Essa é uma boa discussão - quanto deve ganhar um juiz no Brasil? - e a categoria deveria mesmo abrir publicamente o debate. Mas, em vez disso, o que se viu nos últimos anos? Uma atitude corporativa que inventa quebra-galhos, como esse do auxílio-moradia, para aumentar os vencimentos fazendo parecer que não se trata de aumento nem de vencimento. Tanto que, como admite Sartori, os juízes recebiam os atrasados sem que isso constasse nos holerites. Segundo ele, deve ter sido um "equívoco administrativo", mas foi necessário criar o Conselho Nacional de Justiça para que esses "equívocos" começassem a ser apurados. Já para Sartori, o problema apareceu quando a "imprensa começou a bater nos juízes", com essa "história de que o Poder é uma caixa-preta". Ocorre, porém, que foi só a partir daí que o público ficou sabendo dessas e de outras situações.
De todo modo, o desembargador Sartori tem uma boa atitude. Veio a público para o debate. Comecemos, pois.
Diz ele que o "alto executivo de uma empresa" ou o presidente da Petrobrás ganham muito mais que os R$ 24 mil de um magistrado estadual. Verdade. Mas ambos são demissíveis a qualquer momento. Os acionistas controladores nem precisam explicar. Lembram-se do caso Roger Agnelli? Ou de José Gabrielli? Juízes só perdem o cargo se fizerem coisas muito erradas, na frente de muita gente. E são aposentados com vencimentos.
Além disso, não são R$ 24 mil. É preciso acrescentar os auxílios e outras vantagens, como os dois meses de férias. É curioso aqui. Sartori defende os dois meses dizendo que o trabalho do juiz é desgastante e que vários colegas têm problemas psicológicos. Logo, precisam descansar 60 dias, e não 30 como os demais trabalhadores.
Ganha uma vaga de juiz, sem concurso, quem apontar o trabalho de um brasileiro comum que não seja desgastante e estressante. E vamos falar francamente: o trabalho de um juiz não pode ser mais pesado do que, digamos, o médico operando no pronto-socorro, o policial trocando tiros com os bandidos, o operário moldando peças no torno ou o boia-fria colhendo cana.
Além disso, o próprio Sartori comenta, em outro trecho da entrevista, que poucos juízes tiram os dois meses de férias.

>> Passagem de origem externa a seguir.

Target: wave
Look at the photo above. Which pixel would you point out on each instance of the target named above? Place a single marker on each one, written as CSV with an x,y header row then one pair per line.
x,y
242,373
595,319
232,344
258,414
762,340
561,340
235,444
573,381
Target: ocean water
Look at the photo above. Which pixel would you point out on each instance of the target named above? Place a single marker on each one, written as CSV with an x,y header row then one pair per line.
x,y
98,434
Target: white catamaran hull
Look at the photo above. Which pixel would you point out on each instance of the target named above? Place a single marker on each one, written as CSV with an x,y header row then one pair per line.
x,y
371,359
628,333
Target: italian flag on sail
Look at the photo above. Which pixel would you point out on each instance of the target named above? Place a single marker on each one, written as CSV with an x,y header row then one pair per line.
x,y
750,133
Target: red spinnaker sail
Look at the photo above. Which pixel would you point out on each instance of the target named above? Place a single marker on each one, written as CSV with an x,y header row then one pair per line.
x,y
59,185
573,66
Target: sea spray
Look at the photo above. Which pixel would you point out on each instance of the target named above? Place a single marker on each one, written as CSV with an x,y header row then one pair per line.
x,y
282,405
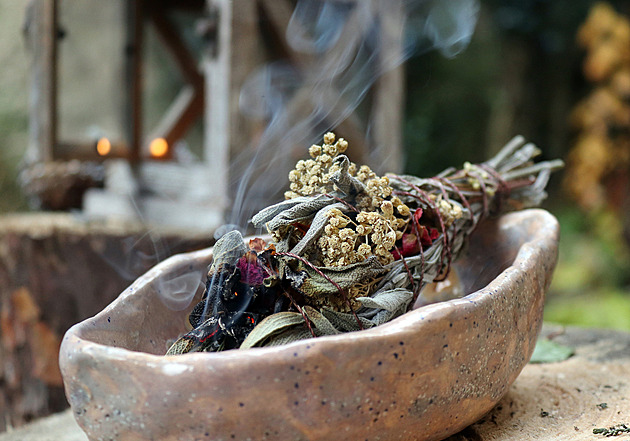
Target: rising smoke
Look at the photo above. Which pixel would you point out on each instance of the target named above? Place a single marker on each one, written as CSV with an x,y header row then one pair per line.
x,y
339,50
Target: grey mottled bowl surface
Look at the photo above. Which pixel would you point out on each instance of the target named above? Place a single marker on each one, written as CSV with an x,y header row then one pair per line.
x,y
423,376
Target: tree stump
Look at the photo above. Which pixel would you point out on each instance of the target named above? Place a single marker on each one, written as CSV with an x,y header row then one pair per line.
x,y
55,271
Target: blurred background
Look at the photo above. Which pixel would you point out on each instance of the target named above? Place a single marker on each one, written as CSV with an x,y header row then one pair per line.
x,y
556,72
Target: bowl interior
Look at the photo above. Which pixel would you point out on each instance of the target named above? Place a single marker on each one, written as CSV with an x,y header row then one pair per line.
x,y
150,322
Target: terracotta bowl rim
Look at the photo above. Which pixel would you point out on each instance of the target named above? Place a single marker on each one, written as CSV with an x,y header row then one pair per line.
x,y
525,259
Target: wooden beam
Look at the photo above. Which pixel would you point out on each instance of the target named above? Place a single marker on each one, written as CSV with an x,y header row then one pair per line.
x,y
185,109
86,151
171,39
43,99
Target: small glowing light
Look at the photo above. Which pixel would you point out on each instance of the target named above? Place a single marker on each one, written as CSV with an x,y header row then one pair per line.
x,y
103,147
158,147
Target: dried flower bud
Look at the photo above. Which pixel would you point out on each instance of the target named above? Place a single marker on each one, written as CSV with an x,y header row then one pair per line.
x,y
315,151
387,208
342,145
403,210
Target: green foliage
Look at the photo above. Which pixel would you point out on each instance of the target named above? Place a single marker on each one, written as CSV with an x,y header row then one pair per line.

A maioria "vende" um período, de modo que se trata de um salário extra. A maioria também vende a licença-prêmio (três meses a cada cinco anos), outra providência que engorda os vencimentos. Com isso, os juízes ficam como os demais trabalhadores, um mês de férias, mas ganhando um extra. E ninguém tem mais feriados do que os 35 dias/ano dos juízes.
Voltaremos ao debate, mas deixo desde já um outro ponto. Não se trata apenas de saber quanto um juiz merece ganhar, mas também de quanto o Estado pode pagar.